[lbo-talk] London's congestion boondoggle

Bill Bartlett billbartlett at aapt.net.au
Thu Apr 10 08:13:32 PDT 2008


At 7:27 AM -0700 10/4/08, Jordan Hayes wrote:


>I think it's very simple: we've built a society that demands the use of
>cars. Until we un-do that, it's unfair to punish some for doing what
>they have no choice but to do. If we abolished gasoline taxes today,
>you see it as giving rich people a free-ride; I see it as lifting a
>burden off the working poor. We can get back to nailing the richies in
>other more direct and efficient ways, if that's your only convern about
>being taken seriously.
>
>I think that for me to be taken seriously, all I think I need to show
>you is that a) it would help the working poor and b) it wouldn't help
>the rich. I think it also would be an effective tool for pointing out
>that _an alternative must be presented_ before the punishment can be
>metted out.

Well higher taxes won't hurt the rich, they can afford to pay. But here's how they hurt the poor.

I live out of the city, there's no public transport at all. But of course it doesn't have to be that way, in fact it wasn't that way a few decades ago. There used to be a train pass by and stop at a railway station about 4 miles from Bracknell. There are no passenger rail services in Tasmania at all now. All gone. The money that used to go into subsidising them (and much more) now subsidise roads. Are higher prices for petrol, caused by taxes on petrol a burden? Well the price of petrol is a pain, I've had to give up driving the old Yank Tank (the Ford V8). But it isn't so bad.

In the final analysis, as I've tried to explain here about taxes (but you can't seem to get it) the socially necessary costs of travel are a cost borne by the employing class. If it necessarily costs more for the working class to live and especially if the cost of travelling to work necessarily cost more, the bosses will just have to pay more. There's no way around that. If it costs less, the bosses can get away with paying less. And if they can, they will.

Where such increased taxes, and so the increased price of the things taxed, have an impact is on influencing how people choose to budget. The increased cost of petrol has changed the cost/benefit balance for me of getting about in a Yank Tank which can keep going with a limited, nay derisory, maintenance budget, but uses enormous quantities of fuel.

So now I have to use new oil in the motor, rather than keep the old girl going with recycled (sump) oil. I have to spend a bit on the occasional service. But the little Nissan uses less than half as much fuel.

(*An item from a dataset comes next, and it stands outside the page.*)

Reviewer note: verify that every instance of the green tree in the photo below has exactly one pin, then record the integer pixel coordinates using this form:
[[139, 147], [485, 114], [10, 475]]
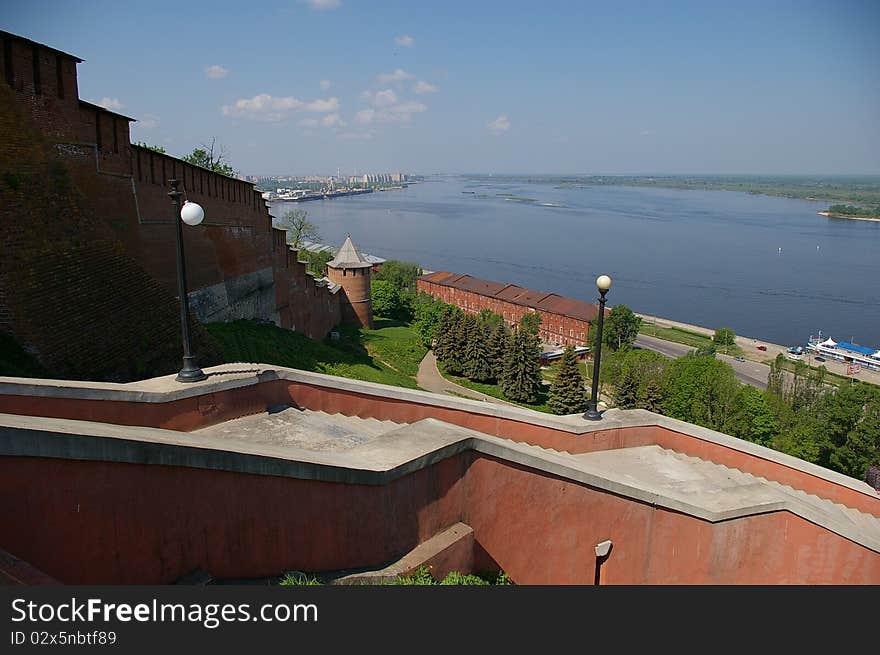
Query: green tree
[[652, 400], [724, 338], [402, 275], [776, 379], [620, 328], [149, 146], [427, 314], [626, 393], [212, 157], [567, 393], [752, 418], [530, 323], [299, 228], [521, 381], [385, 299], [699, 390], [861, 447], [445, 332], [316, 262], [497, 347], [476, 360]]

It would be more efficient to have a public transport system, but no-one's going to use it if jumping into the car is just as cheap. or even a bit more expensive. I wouldn't, that railway station was always too far away for someone who owns a car. Funny thing is, it never used to be for people who only had a push-bike to get around.

The point is, the money is spent on maintaining roads now. Which is more expensive of course, even out here in the sticks. More convenient too. That's why when cars became common and roads got paved, everyone stopped taking the train. Petrol was cheap.

But the current system means that the poor struggle to get around at all. And that won't change while petrol is cheap. If taxes force up the price, the bosses will have to pay higher wages to compensate their workers, simple as that, until an alternative way of getting to work and doing the other things transport is needed for, are organised. How does that hurt the poor any more than it hurts the rich? At the end of the day, the poor might be priced out of what would become, again, a luxury form of travel. But the rich might then have a bit more trouble getting governments to maintain roads for a small elite base of users.

And the poor might have a public transport system again, thus might get back on somewhat of an equal footing with the majority.


>I freely admit that gasoline taxes are here to stay; all I'd ask is that
>they not be used more, and that alternatives exist and ought to be
>employed. But if I were the one being asked: gasoline taxes would go
>tomorrow.

You don't even know what real petrol taxes are. Stop whining. I'm one of the poor and I'm not complaining, though the petrol taxes are a lot higher here. The sooner cars are taxed out of existence the better so far as I'm concerned. Because the sooner it happens, the sooner we'll be able to organise a more sane and cost-efficient transportation infrastructure.